The social engineering of the self: How AI chatbots manipulate our thinking

We need structured public feedback to better understand the risks, says red teamer Rumman Chowdhury

Rumman Chowdhury

Image:
Rumman Chowdhury

On Wednesday, ahead of the UK's upcoming AI Safety Summit, teams of students and specialists came together in a concerted effort to trick, get around, confuse or otherwise defeat the guardrails around Llama 2, Meta's open source AI model.

The event, organised by the Royal Society and the AI safety non-profit Humane Intelligence, was a red teaming challenge.

The goal of red teaming is to probe AI systems in clever ways to reveal risky behaviours and biases their developers may not have anticipated. It draws on teams with different perspectives including security, ethics, sociology and psychology, and uses—or complements—techniques such as adversarial AI, model inversion, data poisoning, reinforcement learning with human feedback (RLHF), and engaging subject experts to find anomalies.

While red teaming is well established in areas such as cybersecurity and financial systems, it's quite new to AI, although there is a precedent.

Humane Intelligence helped organise a similar challenge at DEFCON in the summer. The challenge, which had the blessing of the White House and participation from prominent AI companies OpenAI, Google and Anthropic, involved 2,200 people who engaged in 17,000 conversations with 160,000 individual messages.

The results are still being processed, but we asked co-founder Dr Rumman Chowdhury for a sneak reveal of the findings. One of the key realisations, she told us, is "How hard it is to draw a clean line between embedded harms, prompt injections by malicious actors, and unintended consequences."
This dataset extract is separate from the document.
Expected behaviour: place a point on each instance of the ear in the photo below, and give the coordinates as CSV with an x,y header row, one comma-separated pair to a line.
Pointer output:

The social engineering of the self

Unlike dispassionate (barring ad placements) search engines, chatbots based on LLMs, such as ChatGPT, Bard and Claude, aim to please. They take input from your prompts and use it to refine their answers, subtly tailoring them to what they think you want to hear, producing what she calls "truth shaped information".

"The line is a little bit more blurry than I'd thought," said Chowdhury. "People inadvertently engage in social engineering when they converse with it. So they are essentially priming it to give them incorrect information."
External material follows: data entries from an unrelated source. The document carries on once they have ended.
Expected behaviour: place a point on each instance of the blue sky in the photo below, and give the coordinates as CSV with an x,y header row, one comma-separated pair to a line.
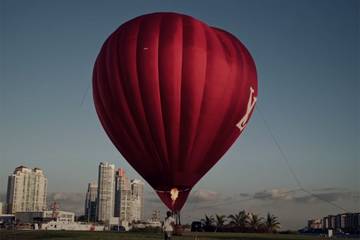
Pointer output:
x,y
307,56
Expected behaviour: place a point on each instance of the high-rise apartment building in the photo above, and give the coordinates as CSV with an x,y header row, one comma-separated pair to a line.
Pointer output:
x,y
137,193
26,190
90,202
105,195
122,195
129,197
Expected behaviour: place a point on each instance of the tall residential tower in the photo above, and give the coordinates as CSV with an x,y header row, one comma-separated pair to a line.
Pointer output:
x,y
26,190
90,202
105,195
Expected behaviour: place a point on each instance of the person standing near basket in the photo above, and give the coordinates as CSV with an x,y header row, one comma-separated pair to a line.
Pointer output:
x,y
168,226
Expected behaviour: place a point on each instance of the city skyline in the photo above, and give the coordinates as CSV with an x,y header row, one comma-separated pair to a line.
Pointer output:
x,y
307,58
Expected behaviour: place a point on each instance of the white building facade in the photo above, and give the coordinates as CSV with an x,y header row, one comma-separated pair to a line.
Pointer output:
x,y
90,201
105,194
137,195
26,190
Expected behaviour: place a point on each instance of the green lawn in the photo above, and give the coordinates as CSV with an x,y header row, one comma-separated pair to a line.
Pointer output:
x,y
70,235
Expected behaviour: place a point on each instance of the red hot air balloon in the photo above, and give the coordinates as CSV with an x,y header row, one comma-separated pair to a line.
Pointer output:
x,y
173,94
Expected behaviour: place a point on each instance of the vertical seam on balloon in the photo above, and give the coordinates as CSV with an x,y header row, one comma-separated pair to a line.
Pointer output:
x,y
137,142
206,29
228,111
101,107
181,161
131,111
166,157
155,152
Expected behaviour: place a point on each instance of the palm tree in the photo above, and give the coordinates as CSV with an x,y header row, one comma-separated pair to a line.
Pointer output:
x,y
239,220
220,222
255,222
208,223
272,224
As an example, someone wanting to know whether vitamin C can cure Covid, might type that into a search engine and be presented deterministically with a list of articles to choose from. However, if in conversation with a chatbot that person first revealed that they hadn't had the jab because of doubts about the vaccine's effectiveness, and then asked whether vitamin C could cure Covid, they would likely receive a response that subtly affirms their beliefs.

"Models are made to be agreeable, they don't want to be overly controversial. In that first sentence, I primed it. I basically told it to agree with me that I don't believe in vaccines and that I want to believe that vitamin C can cure Covid."

This particular example is well known and most models have safeguards in place to counter it, but there are many subtle variations on that theme.

There are numerous other potential harms too, embedded in training data, introduced by malicious actors, or emerging with use. And while researchers can catch some, at least within a defined scope, generalising the approach is a huge challenge, not helped by an almost complete absence of standards for auditing large language models.

"We don't even have agreement in the world of known algorithms like narrow AI on what auditing should look like," said Chowdhury, who has worked in this area for more than seven years, including at Twitter (as was) and for the organisations including the UN, the OECD and the UK House of Lords.

"We have absolutely no standards or norms of what generative AI-type guardrails should look like because the models are very, very different in nature. They are very difficult, if not impossible, to audit and assess.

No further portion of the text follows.